Santiago Borja

Santiago Borja

BRICOLER

Workshop avec Santiago Borja, mené en collaboration avec Corinne Bouvier et Guillaume Blanc, responsables de l’Atelier Calder, et Sandra Delacourt, professeure d’histoire de l’art contemporain à l’École supérieure d’art et de design TALM-Tours.

Du mercredi 14 au vendredi 16 novembre 2018, à l’Atelier Calder.

Pour les deuxième année de Master option Art. 

 

En résidence à l’Atelier Calder de septembre à décembre 2018, l’artiste Santiago Borja accueille les élèves du Master 2 option Art de TALM-Tours pour un workshop immersif de deux jours.

« Le bricoleur est apte à exécuter un grand nombre de tâches diversifiées ; mais, à la différence de l’ingénieur, il ne subordonne pas chacune d’elles à l’obtention de matières premières et d’outils, conçus et procurés à la mesure de son projet : son univers instrumental est clos, et la règle de son jeu est de toujours s’arranger avec les « moyens du bord », c’est-à-dire un ensemble à chaque instant fini d’outils et de matériaux, hétéroclites au surplus, parce que la composition de l’ensemble n’est pas en rapport avec le projet du moment, ni d’ailleurs avec aucun projet particulier, mais est le résultat contingent de toutes les occasions qui se sont présentées de renouveler ou d’enrichir le stock, ou de l’entretenir avec les résidus de constructions et de destructions antérieures.” Claude Lévi-Strauss

 

Ce workshop a été inspiré par la lecture du livre de Claude Lévi-Strauss La pensé sauvage et tout particulièrement par son concept de bricolage. Selon l’anthropologue, le travail de l’artiste se situe à mi-chemin entre celui du bricoleur et celui de l’ingénieur. Le bricoleur travaille avec des restes, des morceaux, qu’il retrouve. Le bricolage a toujours quelque chose de précaire, d’improvisé. L’objet bricolé est une réponse d’intuition pure. Le bricoleur procède inlassablement (« faire et refaire ») à l’inventaire d’un ensemble hétéroclite d’outils et de matériaux, déjà constitué, et qu’il va réorganiser, reconstruire, pour résoudre son problème.

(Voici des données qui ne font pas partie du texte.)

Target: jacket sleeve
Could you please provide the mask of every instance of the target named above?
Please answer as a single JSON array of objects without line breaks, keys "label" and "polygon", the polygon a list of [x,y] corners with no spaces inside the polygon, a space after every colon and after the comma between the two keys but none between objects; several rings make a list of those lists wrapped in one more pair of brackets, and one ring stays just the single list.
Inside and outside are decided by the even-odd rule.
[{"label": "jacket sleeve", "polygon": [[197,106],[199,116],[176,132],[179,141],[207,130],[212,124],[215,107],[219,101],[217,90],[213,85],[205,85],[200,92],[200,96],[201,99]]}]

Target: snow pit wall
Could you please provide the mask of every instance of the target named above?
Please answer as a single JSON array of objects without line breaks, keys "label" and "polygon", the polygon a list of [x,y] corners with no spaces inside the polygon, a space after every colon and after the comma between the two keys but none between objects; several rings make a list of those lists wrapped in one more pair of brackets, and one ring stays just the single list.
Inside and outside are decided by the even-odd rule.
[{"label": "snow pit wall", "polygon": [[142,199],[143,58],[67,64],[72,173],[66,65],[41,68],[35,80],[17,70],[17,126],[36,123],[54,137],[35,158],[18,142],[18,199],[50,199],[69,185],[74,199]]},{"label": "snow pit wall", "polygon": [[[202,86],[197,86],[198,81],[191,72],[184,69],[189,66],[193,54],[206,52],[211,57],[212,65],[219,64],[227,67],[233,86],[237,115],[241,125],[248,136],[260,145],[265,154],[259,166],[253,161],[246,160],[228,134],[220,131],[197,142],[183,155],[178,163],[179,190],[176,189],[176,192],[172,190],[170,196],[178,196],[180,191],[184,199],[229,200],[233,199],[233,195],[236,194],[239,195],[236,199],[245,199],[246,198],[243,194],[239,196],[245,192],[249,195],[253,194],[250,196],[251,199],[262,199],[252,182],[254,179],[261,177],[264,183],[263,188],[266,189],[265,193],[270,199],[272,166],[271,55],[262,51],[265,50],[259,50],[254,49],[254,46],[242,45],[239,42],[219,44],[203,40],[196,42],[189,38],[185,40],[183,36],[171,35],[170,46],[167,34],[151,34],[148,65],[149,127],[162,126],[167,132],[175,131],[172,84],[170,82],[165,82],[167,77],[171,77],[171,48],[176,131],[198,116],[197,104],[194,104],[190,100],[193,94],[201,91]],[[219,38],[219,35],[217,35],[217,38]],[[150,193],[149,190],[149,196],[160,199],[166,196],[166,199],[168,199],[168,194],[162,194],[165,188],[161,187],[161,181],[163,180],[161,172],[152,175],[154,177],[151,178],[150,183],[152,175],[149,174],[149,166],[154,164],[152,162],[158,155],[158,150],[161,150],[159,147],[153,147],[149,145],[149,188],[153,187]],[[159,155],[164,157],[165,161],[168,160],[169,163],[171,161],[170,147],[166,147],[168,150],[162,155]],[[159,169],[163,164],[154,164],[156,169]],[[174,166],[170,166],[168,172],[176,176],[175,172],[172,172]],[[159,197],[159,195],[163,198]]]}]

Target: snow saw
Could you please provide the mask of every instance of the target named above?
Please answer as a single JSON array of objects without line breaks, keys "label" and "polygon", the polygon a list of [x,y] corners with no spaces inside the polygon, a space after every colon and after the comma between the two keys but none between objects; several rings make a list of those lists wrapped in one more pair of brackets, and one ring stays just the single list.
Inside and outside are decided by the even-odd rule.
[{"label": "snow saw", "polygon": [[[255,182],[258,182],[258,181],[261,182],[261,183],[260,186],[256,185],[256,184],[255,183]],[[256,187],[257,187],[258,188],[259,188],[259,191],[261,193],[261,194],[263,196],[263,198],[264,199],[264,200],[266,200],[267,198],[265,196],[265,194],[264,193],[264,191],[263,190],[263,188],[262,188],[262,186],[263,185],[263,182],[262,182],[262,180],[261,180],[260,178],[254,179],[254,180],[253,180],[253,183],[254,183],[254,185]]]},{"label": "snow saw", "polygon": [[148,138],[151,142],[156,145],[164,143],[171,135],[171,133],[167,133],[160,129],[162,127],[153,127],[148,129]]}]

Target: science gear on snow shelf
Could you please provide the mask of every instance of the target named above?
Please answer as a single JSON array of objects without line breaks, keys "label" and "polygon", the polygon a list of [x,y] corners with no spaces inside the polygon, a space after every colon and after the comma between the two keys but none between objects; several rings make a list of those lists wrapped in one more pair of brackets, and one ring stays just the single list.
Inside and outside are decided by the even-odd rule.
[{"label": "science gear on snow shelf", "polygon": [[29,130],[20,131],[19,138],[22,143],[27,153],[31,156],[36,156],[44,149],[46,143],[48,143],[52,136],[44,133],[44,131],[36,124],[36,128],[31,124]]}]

L’ingénieur, quant à lui, préconçoit. Il programme afin de résoudre le problème et raisonne à l’aide de concepts.

Alexander Calder a produit durant sa vie une série d’objets d’usage quotidien qui lui servaient à accomplir certaines tâches domestiques. Il a fabriqué des radiateurs, des meubles, des ustensiles, des chaises, etc., parce qu’il en avait besoin. Bien qu’il les ait avant tout fabriqués par “nécessité”, tel un Robinson Crusoe moderne, c’est leur aspect bricolé avec beaucoup d’ingéniosité qui en a fait des objets uniques, aujourd’hui devenus des œuvres d’art non distinctes de son œuvre sculpturale.

C’est ce double statut de objet utilitaire/artistique qui nous permettra de poser un pied dans la réalité pragmatique et un autre au cœur de la pensée magique.

Références théoriques

 

Claude Lévi-Strauss, La pensée sauvage, Plon, Paris 1962

Tim Ingold, Making: Anthropology, Archeology, Art and Architecture. Routhledge, Londres 2013

Tim Ingold, The Textility of Making.

Quelques citations de La pensée sauvage

 

L’ingénieur est, à l’instar de la science moderne qu’il symbolise, extérieur au monde auquel il impose son projet. Tout entier dans la culture, dont son projet est l’expression, il est face à une nature insignifiante en soi à laquelle il donne justement du sens par son action.

 

Le bricoleur, au contraire, est à la frontière indistincte (et archaïque) entre nature et culture. Il fait partie du monde dans lequel il doit construire, avec les moyens du bord, son objet. Il agence autrement des signes déjà là, sans pouvoir même distinguer aussi clairement que l’ingénieur outil et matière : il n’a pas affaire, par exemple, à du bois ou du fer mais à un morceau de bois.

 

Le bricoleur, enfin, est une sorte d’esthète qui prend plaisir dans la simple combinaison nouvelle qu’il réalise (le résultat obtenu est alors secondaire, le plaisir de l’éventuel succès venant de surcroît) alors que l’ingénieur, qui a au préalable tout calculé pour que “ça marche”, n’éprouve généralement de véritable plaisir qu’à cette condition.